HRPP staff communicate with the CDM office regarding conflict of interest disclosures, review, and management. The HRPP director and/or IRB chair communicates with CDM office regarding advice, consultation, and notification of conflict of interest disclosure that may affect the rights and welfare of subjects. These may include but are not limited to instances of conflict of interest of IRB members, IRB consultants, investigators, students, sponsors, or administrators. The CDM office works with the CRC which is responsible for developing and approving a management plan and informing the IRB of their decisions. The IRB has the authority to approve the research, to require modifications that incorporate the CRC management plan and/or additional IRB determined modifications, or to not approve the research. The CRC may not approve the research if it has not been approved by the IRB. See HRPP Manual 10-1 “Conflict of Interest,” for more information.

Animal Care Program

The Institutional Animal Care and Use Committee (IACUC) is part of the Animal Care Program and is organized under ORRS and reviews, approves and oversees all MSU programs involving the care and use of all live animal activities to ensure compliance with standards and regulatory requirements. The IACUC administrator is notified when an IRB submission involves animals.

Institutional Stem Cell Research Committee

The Institutional Stem Cell Research Committee is organized under ORRS and oversees certain kinds of human stem cell research conducted by MSU faculty, staff, and students.
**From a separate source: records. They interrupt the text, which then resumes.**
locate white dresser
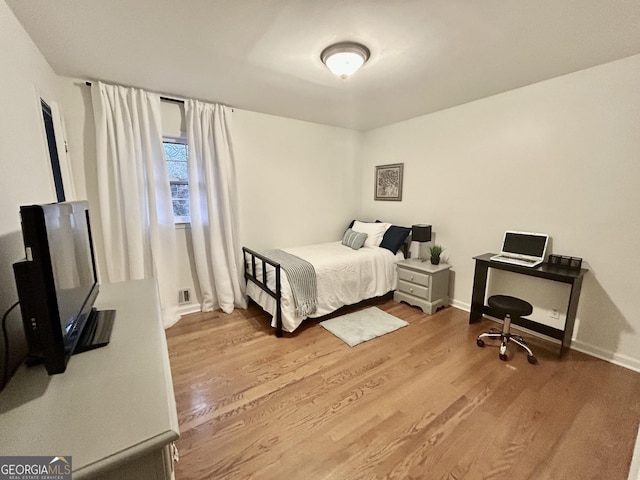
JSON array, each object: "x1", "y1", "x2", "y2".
[
  {"x1": 0, "y1": 280, "x2": 178, "y2": 480},
  {"x1": 393, "y1": 258, "x2": 451, "y2": 315}
]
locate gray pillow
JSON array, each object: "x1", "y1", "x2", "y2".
[{"x1": 342, "y1": 228, "x2": 367, "y2": 250}]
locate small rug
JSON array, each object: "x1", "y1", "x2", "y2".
[{"x1": 320, "y1": 307, "x2": 409, "y2": 347}]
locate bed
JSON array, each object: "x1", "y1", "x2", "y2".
[{"x1": 242, "y1": 221, "x2": 410, "y2": 337}]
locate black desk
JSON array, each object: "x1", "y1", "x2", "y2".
[{"x1": 469, "y1": 253, "x2": 587, "y2": 356}]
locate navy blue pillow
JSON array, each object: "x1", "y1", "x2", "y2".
[{"x1": 380, "y1": 225, "x2": 411, "y2": 255}]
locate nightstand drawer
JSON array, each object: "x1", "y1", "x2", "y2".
[
  {"x1": 398, "y1": 280, "x2": 429, "y2": 298},
  {"x1": 398, "y1": 268, "x2": 431, "y2": 287}
]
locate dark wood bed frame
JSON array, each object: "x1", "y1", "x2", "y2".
[
  {"x1": 242, "y1": 247, "x2": 282, "y2": 338},
  {"x1": 242, "y1": 240, "x2": 411, "y2": 338}
]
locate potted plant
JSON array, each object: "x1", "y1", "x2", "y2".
[{"x1": 429, "y1": 245, "x2": 444, "y2": 265}]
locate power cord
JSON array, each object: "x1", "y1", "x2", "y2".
[{"x1": 2, "y1": 302, "x2": 20, "y2": 388}]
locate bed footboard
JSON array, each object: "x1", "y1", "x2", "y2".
[{"x1": 242, "y1": 247, "x2": 282, "y2": 337}]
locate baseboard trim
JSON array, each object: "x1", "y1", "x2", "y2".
[
  {"x1": 571, "y1": 339, "x2": 640, "y2": 372},
  {"x1": 178, "y1": 303, "x2": 202, "y2": 316},
  {"x1": 444, "y1": 300, "x2": 640, "y2": 374}
]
The Institutional Stem Cell Research Committee administrator is notified when an IRB submission involves human embryos or human stem cells.

Office of Sponsored Programs (OSP)

The Office of Sponsored Programs (OSP) reports to ORI. OSP manages financial and contractual aspects of submitting proposals to non-industrial external sponsors and reviews, negotiates, and accepts the terms of awards. Any non-industry agreement that involves financial transactions and obligations between MSU and other parties must be reviewed by OSP.
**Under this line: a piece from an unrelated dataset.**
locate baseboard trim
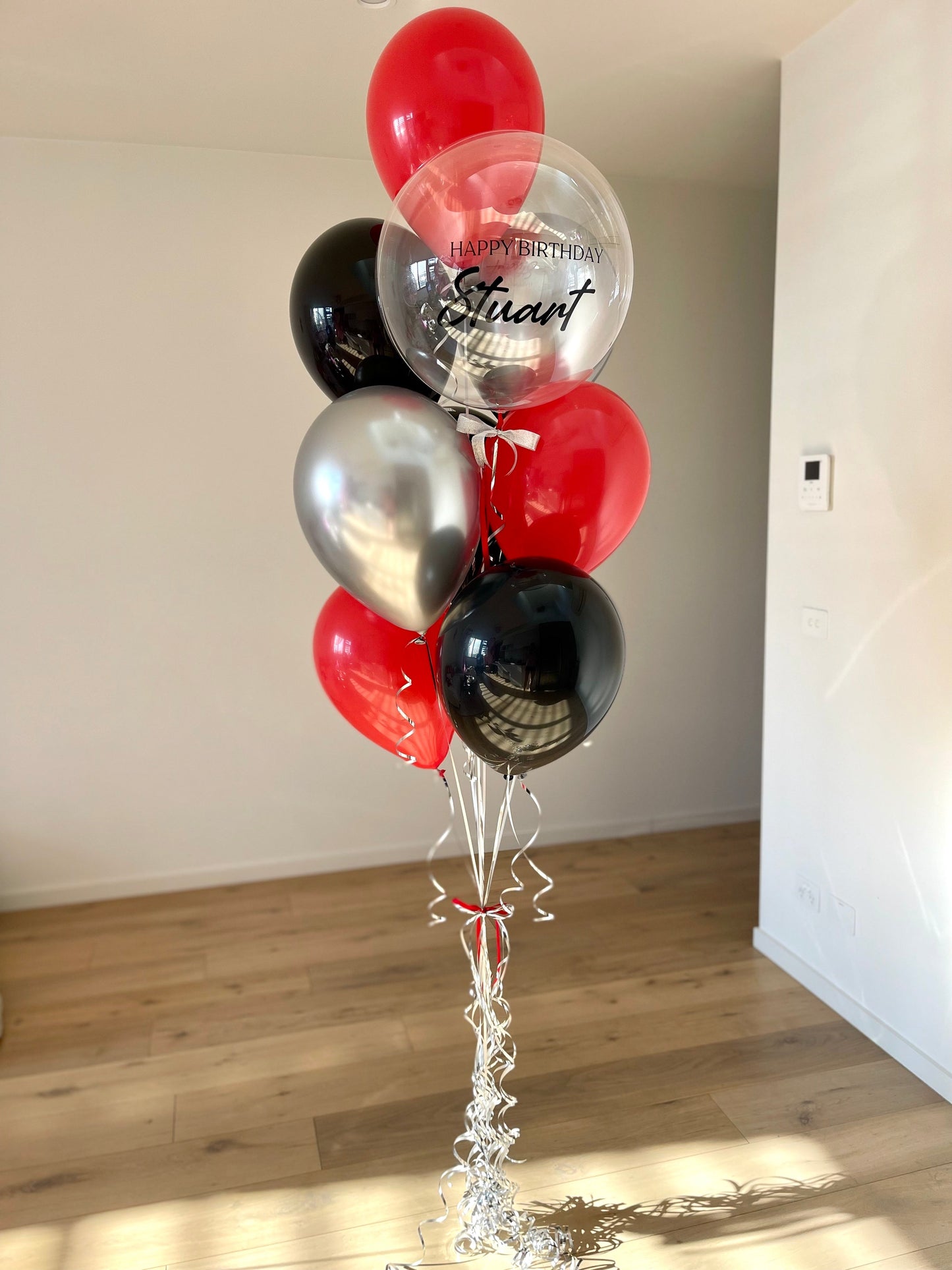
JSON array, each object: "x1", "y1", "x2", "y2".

Funds awarded to MSU investigators for human subject research will not be made available by OSP until the research is approved by an MSU IRB, determined exempt by the MSU HRPP, or an MSU HRPP reliance acknowledgement letter is issued, with limited exceptions. See HRPP Manual 1-3 “Use of Institutional Authorization Agreements” and 8-4 “45 CFR 46.118 Designation.” When a research study is externally funded, HRPP staff sends a notice of the HRPP or IRB approval or determination to OSP.

Business CONNECT (BC)

Business CONNECT (BC) reports to ORI and manages financial and contractual aspects of submitting proposals to industrial external sponsors. Any industry agreement that involves financial transactions and obligations between MSU and other parties must be reviewed by BC. Individuals within BC are notified when an IRB submission involves an industry sponsored clinical trial.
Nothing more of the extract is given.